US 12,248,760 B2
	Electronic device and method for controlling the electronic device thereof
Jiwan Kim, Suwon-si (KR); Insoo Chung, Suwon-si (KR); Jonghyun Kim, Suwon-si (KR); Soyoon Park, Suwon-si (KR); Indong Lee, Suwon-si (KR); and Sungjun Lim, Suwon-si (KR)
Assigned to Samsung Electronics Co., Ltd., Suwon-si (KR)
Filed by Samsung Electronics Co., Ltd., Suwon-si (KR)
Filed on May 18, 2022, as Appl. No. 17/747,399.
Application 17/747,399 is a continuation of application No. PCT/KR2021/012761, filed on Sep. 17, 2021.
Claims priority of application No. 10-2020-0140660 (KR), filed on Oct. 27, 2020.
Prior Publication US 2022/0318524 A1, Oct. 6, 2022
Int. Cl. G06F 40/58 (2020.01); G06F 40/51 (2020.01); G06V 30/146 (2022.01); G06V 30/148 (2022.01)
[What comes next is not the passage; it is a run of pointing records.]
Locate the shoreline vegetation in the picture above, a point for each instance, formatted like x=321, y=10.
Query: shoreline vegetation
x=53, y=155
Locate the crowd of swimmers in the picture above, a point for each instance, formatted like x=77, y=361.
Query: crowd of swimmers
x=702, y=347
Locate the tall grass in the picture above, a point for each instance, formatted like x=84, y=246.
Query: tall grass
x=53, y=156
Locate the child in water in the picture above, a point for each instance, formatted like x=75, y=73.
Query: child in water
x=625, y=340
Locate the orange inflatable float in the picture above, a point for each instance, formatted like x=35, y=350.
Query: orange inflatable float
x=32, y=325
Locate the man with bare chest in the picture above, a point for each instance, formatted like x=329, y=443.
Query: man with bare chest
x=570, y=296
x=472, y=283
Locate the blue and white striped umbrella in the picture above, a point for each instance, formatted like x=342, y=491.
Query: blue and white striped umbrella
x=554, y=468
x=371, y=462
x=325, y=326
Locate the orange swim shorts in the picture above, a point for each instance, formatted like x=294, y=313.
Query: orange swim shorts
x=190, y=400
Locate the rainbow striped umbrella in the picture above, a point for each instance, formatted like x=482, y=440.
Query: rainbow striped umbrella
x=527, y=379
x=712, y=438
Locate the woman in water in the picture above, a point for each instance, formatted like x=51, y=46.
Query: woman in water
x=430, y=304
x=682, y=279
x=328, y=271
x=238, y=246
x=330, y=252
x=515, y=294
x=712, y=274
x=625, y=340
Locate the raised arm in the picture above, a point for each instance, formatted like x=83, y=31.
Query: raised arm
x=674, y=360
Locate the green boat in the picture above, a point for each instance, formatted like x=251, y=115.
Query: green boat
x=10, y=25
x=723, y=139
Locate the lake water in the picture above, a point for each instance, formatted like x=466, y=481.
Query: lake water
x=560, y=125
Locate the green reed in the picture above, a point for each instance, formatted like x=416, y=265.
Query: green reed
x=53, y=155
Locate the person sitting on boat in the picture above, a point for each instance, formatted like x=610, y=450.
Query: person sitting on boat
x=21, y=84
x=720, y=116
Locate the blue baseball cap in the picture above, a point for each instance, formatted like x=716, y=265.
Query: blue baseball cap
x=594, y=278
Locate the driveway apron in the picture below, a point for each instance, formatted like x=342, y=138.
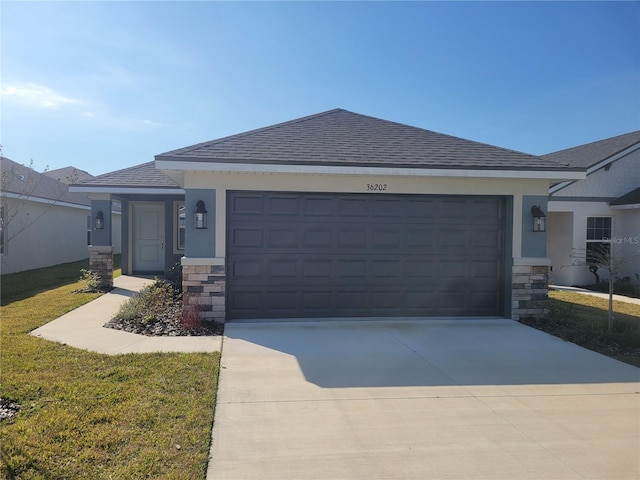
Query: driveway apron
x=420, y=399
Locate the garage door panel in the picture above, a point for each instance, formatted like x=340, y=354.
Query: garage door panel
x=352, y=207
x=352, y=239
x=247, y=237
x=283, y=205
x=280, y=237
x=246, y=204
x=318, y=207
x=319, y=255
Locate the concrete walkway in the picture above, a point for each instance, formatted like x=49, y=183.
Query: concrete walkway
x=83, y=327
x=584, y=291
x=420, y=399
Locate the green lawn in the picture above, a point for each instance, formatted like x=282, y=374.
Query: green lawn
x=90, y=416
x=583, y=319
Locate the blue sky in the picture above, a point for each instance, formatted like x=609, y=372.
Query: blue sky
x=107, y=85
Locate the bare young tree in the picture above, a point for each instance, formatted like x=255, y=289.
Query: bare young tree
x=19, y=185
x=607, y=256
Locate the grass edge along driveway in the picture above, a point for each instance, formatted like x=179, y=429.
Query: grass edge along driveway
x=87, y=415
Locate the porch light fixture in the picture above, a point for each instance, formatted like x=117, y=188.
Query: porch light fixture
x=539, y=219
x=200, y=216
x=99, y=221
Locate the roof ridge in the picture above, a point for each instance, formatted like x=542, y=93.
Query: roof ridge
x=452, y=136
x=248, y=133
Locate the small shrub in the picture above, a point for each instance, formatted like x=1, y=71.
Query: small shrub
x=149, y=303
x=191, y=318
x=90, y=280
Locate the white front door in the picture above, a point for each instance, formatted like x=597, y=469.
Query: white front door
x=148, y=237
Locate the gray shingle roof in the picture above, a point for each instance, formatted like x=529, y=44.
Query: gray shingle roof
x=144, y=175
x=631, y=198
x=26, y=182
x=342, y=138
x=589, y=154
x=68, y=175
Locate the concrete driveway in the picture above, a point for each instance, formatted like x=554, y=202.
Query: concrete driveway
x=420, y=399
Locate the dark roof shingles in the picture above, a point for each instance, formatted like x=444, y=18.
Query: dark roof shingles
x=342, y=138
x=631, y=198
x=587, y=155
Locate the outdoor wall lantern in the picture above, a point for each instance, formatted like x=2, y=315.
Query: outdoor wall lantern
x=200, y=216
x=539, y=219
x=99, y=221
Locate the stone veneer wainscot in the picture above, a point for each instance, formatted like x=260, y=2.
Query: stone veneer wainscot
x=203, y=284
x=530, y=288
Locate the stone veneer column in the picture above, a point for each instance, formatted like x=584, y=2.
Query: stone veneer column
x=530, y=290
x=101, y=262
x=204, y=285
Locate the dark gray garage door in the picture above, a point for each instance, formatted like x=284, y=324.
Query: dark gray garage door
x=301, y=255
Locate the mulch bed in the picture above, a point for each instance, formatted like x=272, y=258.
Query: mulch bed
x=169, y=325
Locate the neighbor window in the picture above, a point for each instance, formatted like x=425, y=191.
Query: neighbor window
x=598, y=239
x=180, y=223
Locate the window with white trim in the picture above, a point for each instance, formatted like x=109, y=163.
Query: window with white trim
x=598, y=240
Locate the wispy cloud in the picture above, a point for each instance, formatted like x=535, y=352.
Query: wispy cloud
x=37, y=95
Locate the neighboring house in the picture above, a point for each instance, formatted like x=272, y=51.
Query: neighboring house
x=68, y=175
x=339, y=215
x=43, y=224
x=603, y=208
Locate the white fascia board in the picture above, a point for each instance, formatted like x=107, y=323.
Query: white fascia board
x=46, y=201
x=128, y=190
x=370, y=171
x=625, y=207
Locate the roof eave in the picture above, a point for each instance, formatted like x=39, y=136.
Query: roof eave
x=556, y=174
x=123, y=190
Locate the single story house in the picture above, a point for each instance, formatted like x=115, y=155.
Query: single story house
x=339, y=215
x=41, y=222
x=601, y=209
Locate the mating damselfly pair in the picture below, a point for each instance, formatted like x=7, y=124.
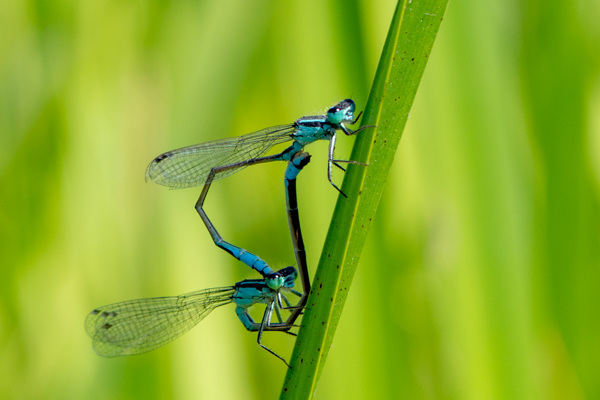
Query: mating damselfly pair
x=138, y=326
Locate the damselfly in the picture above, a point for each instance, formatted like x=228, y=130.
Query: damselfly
x=203, y=163
x=138, y=326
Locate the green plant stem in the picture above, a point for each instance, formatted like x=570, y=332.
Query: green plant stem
x=408, y=45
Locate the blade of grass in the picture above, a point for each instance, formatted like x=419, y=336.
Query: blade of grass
x=406, y=51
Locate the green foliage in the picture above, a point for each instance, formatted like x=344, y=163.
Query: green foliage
x=478, y=278
x=405, y=54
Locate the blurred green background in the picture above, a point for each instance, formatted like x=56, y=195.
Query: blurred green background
x=481, y=275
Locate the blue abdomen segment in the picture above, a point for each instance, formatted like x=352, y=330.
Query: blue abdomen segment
x=251, y=260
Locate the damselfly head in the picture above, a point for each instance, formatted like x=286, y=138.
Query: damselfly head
x=274, y=281
x=342, y=111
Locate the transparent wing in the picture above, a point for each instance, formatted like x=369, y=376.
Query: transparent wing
x=190, y=166
x=137, y=326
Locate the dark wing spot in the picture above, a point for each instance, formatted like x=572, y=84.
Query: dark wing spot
x=161, y=157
CPC G06F 40/58 (2020.01) [G06F 40/51 (2020.01); G06V 30/147 (2022.01); G06V 30/153 (2022.01)]

20 Claims

11. An electronic device comprising:

a camera;

memory storing one or more computer programs; and

one or more processors communicatively coupled to the memory and the camera,

wherein the one or more computer programs include computer-executable instructions that, when executed by the one or more processors individually or collectively, cause the electronic device to:

obtain an image comprising text through the camera,

identify input text, to be translated among texts included in the image, to be translated,

obtain a first vector corresponding to the input text by inputting the input text to an encoder of a translation model,

identify whether additional information is necessary to translate the input text by inputting the first vector to a first artificial intelligence model trained to translate the input text, wherein the first artificial intelligence model is trained using a ratio value corresponding to the first vector, and wherein the additional information is identified as being necessary to translate the input text based on a result of comparing the ratio value with a preset value,

based on identifying that the additional information is necessary, identify the additional information among context information by inputting the first vector and at least one piece of context information obtained from the image to a second artificial intelligence model trained to identify the additional information, and

obtain output text corresponding to the input text by inputting the first vector and the additional information to a decoder of the translation model.